2. The second part of the course consists of peer-reviewed project work in Moodle. To be able to access Moodle, you will need to enroll yourself on the course through the Open University. In order to enroll you will need to meet one of the following criteria:
A. You have a university of Helsinki user ID.
B. You have Finnish personal indentity number.
C. You are able to visit the University of Helsinki Admission Services in Helsinki and verify your identity.
3. The last part of the course is a multiple choice Examinarium exam to be completed in Helsinki or one of the other Finnish Universities offering Examinarium exams.
MOODLE
Online learning environment Moodle opens on March 9, 2020. You will be able to log in to the course's Moodle after completing the course assignments in the MOOC environment (TMC) and registering on the course.
How to get the Moodle-link and course key?
Next day after registration: log into this study programme (this webpage) with your University of Helsinki username. The course key will be visible on this page next to the Moodle button, once you are logged in.
You will receive more information on the username after registration.
EXAMINARIUM
Course grading is based on a multiple-choice Examinarium-exam and a project work handed in in Moodle. See the deadlines for the project works under the navigation bar "Timetable".
Examinarium exams are electronic exams taken on a computer in certain Examinarium rooms at the University. The exam is supervised via recording camera equipment installed in the rooms. You can book the time and the room of the exam yourself. Currently it is possible to take the exam in several Examinarium rooms at the University of Helsinki and it is anticipated that in spring 2020 this service will be available in several universities in Finland.
You can start your project work as well as book the time for the exam after required amount of automatically assessed programming exercises are conducted in the TMC system.
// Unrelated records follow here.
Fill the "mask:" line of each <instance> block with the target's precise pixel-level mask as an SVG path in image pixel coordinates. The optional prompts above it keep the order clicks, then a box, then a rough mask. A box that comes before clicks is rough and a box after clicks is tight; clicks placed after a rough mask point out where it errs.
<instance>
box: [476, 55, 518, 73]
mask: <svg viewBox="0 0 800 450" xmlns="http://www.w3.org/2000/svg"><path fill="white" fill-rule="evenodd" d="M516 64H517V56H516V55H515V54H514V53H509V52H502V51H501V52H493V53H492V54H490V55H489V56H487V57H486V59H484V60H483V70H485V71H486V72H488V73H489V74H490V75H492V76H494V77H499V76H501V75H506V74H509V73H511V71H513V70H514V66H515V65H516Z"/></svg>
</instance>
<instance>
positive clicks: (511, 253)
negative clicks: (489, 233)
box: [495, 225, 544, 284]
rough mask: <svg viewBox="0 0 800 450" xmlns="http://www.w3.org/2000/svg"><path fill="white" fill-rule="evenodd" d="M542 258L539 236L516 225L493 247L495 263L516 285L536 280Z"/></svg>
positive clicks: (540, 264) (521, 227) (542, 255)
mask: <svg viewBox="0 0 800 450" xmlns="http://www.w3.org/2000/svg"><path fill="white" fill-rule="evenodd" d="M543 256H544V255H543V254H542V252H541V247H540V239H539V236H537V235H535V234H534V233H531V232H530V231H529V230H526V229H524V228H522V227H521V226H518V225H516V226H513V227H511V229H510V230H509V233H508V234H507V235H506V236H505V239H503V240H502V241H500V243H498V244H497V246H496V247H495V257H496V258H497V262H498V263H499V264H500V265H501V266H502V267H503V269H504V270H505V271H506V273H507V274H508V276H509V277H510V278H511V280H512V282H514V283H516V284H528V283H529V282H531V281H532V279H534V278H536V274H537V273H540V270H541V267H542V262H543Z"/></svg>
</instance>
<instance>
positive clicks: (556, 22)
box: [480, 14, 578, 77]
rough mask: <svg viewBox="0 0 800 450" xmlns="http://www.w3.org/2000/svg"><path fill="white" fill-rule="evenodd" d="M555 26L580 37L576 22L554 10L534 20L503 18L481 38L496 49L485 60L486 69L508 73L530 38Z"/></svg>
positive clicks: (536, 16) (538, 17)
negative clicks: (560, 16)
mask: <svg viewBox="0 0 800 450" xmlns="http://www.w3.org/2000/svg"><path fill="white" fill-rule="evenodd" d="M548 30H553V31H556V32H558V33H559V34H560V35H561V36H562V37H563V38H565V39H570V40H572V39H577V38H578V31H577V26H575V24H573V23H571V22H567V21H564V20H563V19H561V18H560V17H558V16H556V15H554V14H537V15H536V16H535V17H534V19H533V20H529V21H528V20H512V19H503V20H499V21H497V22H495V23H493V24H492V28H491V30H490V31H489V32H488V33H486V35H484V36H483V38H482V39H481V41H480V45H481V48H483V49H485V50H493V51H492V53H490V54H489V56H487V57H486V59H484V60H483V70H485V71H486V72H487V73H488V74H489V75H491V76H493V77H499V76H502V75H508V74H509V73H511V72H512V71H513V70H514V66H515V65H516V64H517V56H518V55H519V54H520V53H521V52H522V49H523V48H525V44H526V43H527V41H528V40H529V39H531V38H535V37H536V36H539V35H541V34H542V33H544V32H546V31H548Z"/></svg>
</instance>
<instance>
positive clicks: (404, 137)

You can take the Examinarium exam earliest on 27.4.2020 and latest on 11.5.2020!
How to take the Examinarium exam:
1. Register for the course via Open University (the Register button on this page).
2. Book the time for the Examinarium exam. Remember to register for the exam in good time. This way you'll get the time and Examinarium room you prefer (earliest one day after registering for the course).
Read the Examinarium instruction carefully before taking the exam.
Veli Mäkinen
The course is part of the subject studies in Computer Science.